La réglementation anti-pourriel est loin d'être idéale. Nous en avons nous-mêmes dénoncé la construction labyrinthique lors de son entrée en vigueur, l'été dernier. Le CRTC, toutefois, ne fait que l'appliquer. S'il y a quelqu'un à blâmer, c'est le gouvernement fédéral, et ceux qui ont fait pression pour la diluer, ce qui a amené toutes sortes de délais et de bizarreries dans son application.

Cette loi ne fera pas disparaître tous les messages indésirables de votre boîte, c'est vrai. Il en faut davantage pour impressionner une princesse nigériane ou un prétendu distributeur de viagra. Reste qu'en balisant l'envoi des messages commerciaux, le nouveau cadre a réellement contribué à réduire le volume de courriels indésirables.

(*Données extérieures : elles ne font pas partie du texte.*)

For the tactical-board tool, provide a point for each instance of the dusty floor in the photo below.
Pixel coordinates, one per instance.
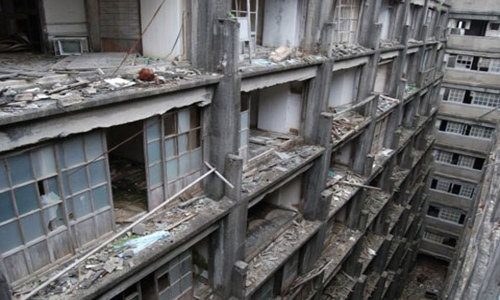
(428, 275)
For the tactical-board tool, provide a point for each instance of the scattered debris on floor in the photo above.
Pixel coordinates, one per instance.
(340, 50)
(279, 250)
(427, 277)
(347, 124)
(385, 103)
(263, 170)
(31, 82)
(125, 252)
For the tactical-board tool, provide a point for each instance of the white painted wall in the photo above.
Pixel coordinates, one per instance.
(489, 32)
(344, 87)
(65, 18)
(281, 23)
(161, 35)
(279, 109)
(384, 18)
(289, 195)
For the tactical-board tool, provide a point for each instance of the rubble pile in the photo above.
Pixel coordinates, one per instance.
(389, 44)
(343, 185)
(273, 166)
(68, 81)
(340, 50)
(342, 127)
(385, 103)
(119, 255)
(280, 249)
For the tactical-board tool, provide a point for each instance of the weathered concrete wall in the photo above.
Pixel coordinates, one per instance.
(65, 18)
(473, 78)
(474, 43)
(160, 38)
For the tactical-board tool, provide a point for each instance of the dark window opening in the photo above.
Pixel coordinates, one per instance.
(478, 163)
(442, 126)
(433, 211)
(452, 242)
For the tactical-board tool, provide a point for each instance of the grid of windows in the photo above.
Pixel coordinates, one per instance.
(462, 189)
(494, 66)
(485, 99)
(481, 132)
(433, 237)
(450, 215)
(464, 62)
(179, 135)
(456, 95)
(346, 17)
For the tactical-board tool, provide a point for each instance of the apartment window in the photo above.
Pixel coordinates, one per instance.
(450, 215)
(455, 95)
(433, 237)
(180, 134)
(346, 17)
(485, 99)
(464, 62)
(494, 66)
(481, 132)
(467, 191)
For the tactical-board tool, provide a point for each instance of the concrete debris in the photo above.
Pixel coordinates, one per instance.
(349, 123)
(280, 54)
(340, 50)
(270, 168)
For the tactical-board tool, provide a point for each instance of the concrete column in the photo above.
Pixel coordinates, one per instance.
(225, 108)
(239, 279)
(229, 245)
(316, 207)
(202, 45)
(380, 287)
(359, 289)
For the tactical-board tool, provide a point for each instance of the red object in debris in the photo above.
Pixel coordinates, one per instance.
(146, 74)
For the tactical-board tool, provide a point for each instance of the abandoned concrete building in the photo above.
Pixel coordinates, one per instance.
(142, 154)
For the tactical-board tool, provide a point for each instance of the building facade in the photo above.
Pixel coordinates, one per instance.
(466, 126)
(318, 117)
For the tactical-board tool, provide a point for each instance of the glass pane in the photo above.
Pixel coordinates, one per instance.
(196, 160)
(6, 207)
(169, 124)
(172, 172)
(155, 174)
(93, 145)
(44, 162)
(183, 121)
(78, 179)
(184, 164)
(243, 138)
(10, 236)
(194, 139)
(169, 148)
(81, 205)
(97, 172)
(53, 217)
(244, 120)
(154, 152)
(20, 170)
(182, 143)
(194, 117)
(73, 149)
(100, 196)
(3, 175)
(32, 227)
(26, 198)
(152, 129)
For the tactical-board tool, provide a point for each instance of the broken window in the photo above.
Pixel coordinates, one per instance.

Nous l'avons constaté nous-mêmes: beaucoup d'organisations demandent désormais le consentement du destinataire, et respectent son refus.

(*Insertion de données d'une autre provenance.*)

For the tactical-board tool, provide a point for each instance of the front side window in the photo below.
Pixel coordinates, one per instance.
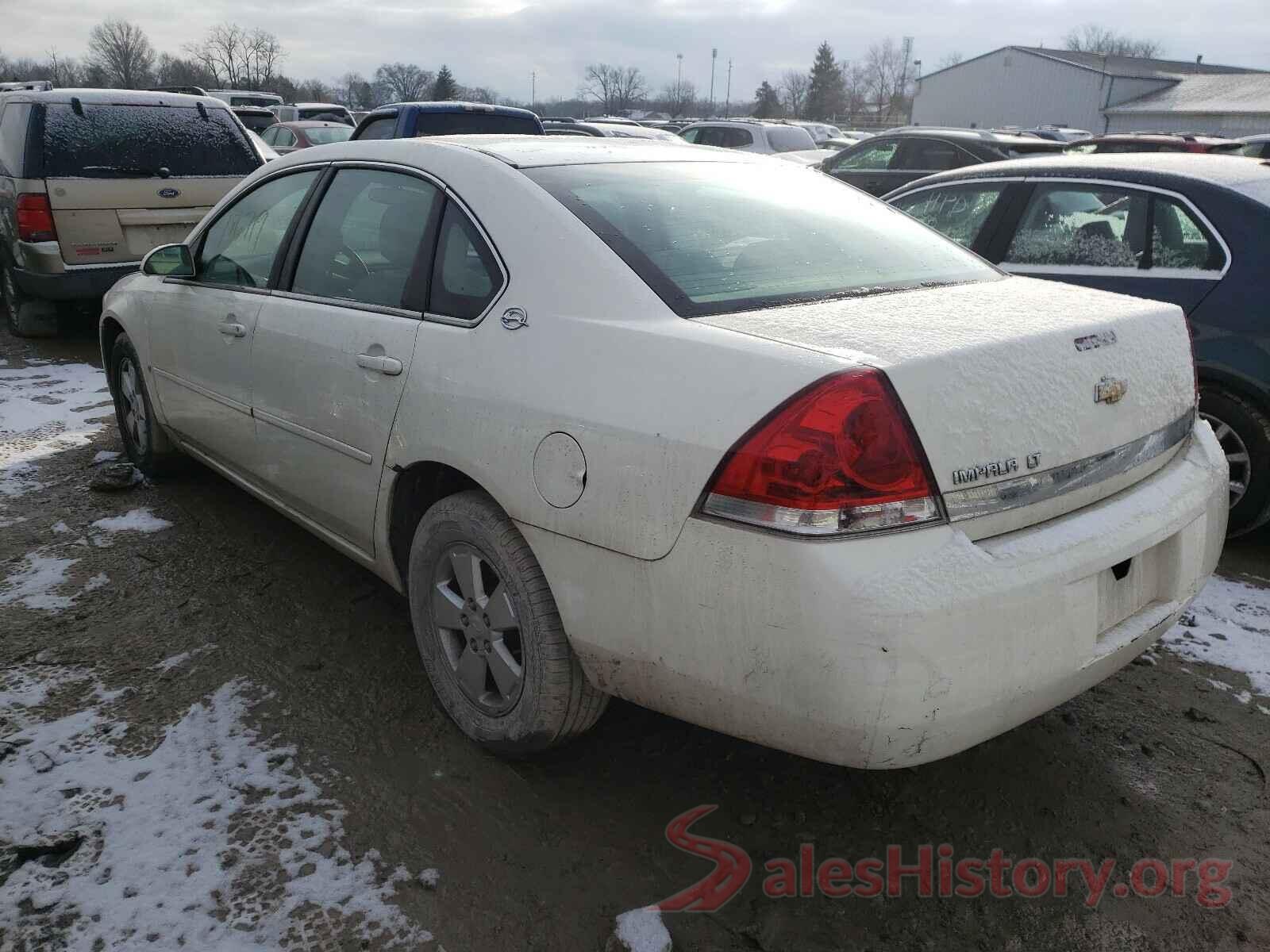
(243, 243)
(1178, 239)
(714, 238)
(956, 211)
(1087, 226)
(365, 238)
(868, 158)
(465, 276)
(110, 141)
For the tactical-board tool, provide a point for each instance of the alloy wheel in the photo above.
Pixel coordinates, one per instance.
(478, 628)
(135, 423)
(1236, 456)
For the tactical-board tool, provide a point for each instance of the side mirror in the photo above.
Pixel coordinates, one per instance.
(169, 260)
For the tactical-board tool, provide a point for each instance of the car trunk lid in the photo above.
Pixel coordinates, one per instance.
(107, 221)
(1014, 384)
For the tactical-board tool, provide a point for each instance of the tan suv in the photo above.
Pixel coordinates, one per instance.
(92, 179)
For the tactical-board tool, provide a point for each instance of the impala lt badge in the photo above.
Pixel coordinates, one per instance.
(1091, 340)
(1109, 390)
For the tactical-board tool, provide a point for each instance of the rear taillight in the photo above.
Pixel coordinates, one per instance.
(35, 217)
(838, 459)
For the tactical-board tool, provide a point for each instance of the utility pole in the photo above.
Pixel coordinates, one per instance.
(727, 102)
(714, 55)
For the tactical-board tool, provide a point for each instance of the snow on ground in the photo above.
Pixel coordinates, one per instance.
(133, 520)
(44, 410)
(33, 583)
(1229, 625)
(213, 839)
(643, 931)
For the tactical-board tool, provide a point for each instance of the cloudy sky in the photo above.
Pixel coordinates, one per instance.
(498, 44)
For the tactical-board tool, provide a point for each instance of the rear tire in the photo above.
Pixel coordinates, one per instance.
(145, 440)
(1244, 432)
(489, 632)
(27, 317)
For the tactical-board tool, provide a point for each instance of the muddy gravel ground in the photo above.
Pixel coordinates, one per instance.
(296, 676)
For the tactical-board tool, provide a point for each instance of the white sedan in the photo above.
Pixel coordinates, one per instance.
(685, 427)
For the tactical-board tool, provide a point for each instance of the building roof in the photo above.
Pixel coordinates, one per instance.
(1241, 93)
(1134, 67)
(1126, 67)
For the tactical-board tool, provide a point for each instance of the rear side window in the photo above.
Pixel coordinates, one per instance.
(365, 238)
(465, 277)
(379, 129)
(13, 139)
(135, 141)
(956, 211)
(473, 124)
(789, 139)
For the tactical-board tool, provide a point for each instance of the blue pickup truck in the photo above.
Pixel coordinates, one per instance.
(448, 118)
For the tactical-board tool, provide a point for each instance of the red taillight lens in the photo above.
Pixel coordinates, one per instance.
(35, 217)
(837, 459)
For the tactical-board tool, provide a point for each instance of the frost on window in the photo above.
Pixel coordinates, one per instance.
(956, 213)
(1081, 228)
(105, 141)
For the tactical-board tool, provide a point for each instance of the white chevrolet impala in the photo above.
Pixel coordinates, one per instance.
(694, 428)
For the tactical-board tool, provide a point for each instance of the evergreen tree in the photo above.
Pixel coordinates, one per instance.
(768, 102)
(444, 86)
(826, 97)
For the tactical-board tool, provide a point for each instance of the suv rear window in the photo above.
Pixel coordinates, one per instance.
(473, 124)
(135, 141)
(714, 238)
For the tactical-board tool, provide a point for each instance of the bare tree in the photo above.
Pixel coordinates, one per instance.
(679, 97)
(1092, 38)
(403, 82)
(614, 86)
(238, 57)
(122, 51)
(794, 86)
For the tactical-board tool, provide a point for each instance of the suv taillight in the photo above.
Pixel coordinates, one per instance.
(35, 217)
(838, 459)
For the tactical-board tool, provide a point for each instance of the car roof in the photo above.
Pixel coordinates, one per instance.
(114, 97)
(1145, 168)
(540, 152)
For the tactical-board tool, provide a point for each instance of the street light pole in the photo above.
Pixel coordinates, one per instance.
(714, 55)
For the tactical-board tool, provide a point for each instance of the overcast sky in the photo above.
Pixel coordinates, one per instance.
(497, 44)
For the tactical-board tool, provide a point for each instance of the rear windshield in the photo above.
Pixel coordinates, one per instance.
(135, 141)
(789, 139)
(714, 238)
(325, 135)
(474, 124)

Personne ne se plaindra de recevoir moins de messages non pertinents. Et quand les employés perdent moins de temps à faire le ménage de leur boîte, les entreprises y gagnent aussi.

La FCEI n'est pas contre la lutte au pourriel, nous dit l'organisme, mais contre la réglementation excessive dont le fardeau pèse davantage sur les PME. Vérification faite, il est peu probable qu'un petit entrepreneur de bonne foi écope d'une amende. En six mois, le CRTC a déjà reçu près de 27 000 plaintes. Il devra prioriser les cas graves, et s'attaquer aux contrevenants qui font le plus de ravages.

Sur le principe général, par contre, la FCEI a raison. La prolifération incontrôlée des normes affecte particulièrement les petites entreprises qui, contrairement aux grandes sociétés, n'ont pas les ressources à l'interne pour s'y retrouver. Si encadrer un domaine peut être nécessaire, le faire avec des procédures absurdes et frustrantes n'est jamais d'intérêt public.

Quelques gouvernements, dont Québec et Ottawa, se sont engagés à réduire l'impact de leur réglementation sur les petites entreprises. C'est un début, mais il faudra maintenir la pression, car les mauvaises habitudes ont la vie dure.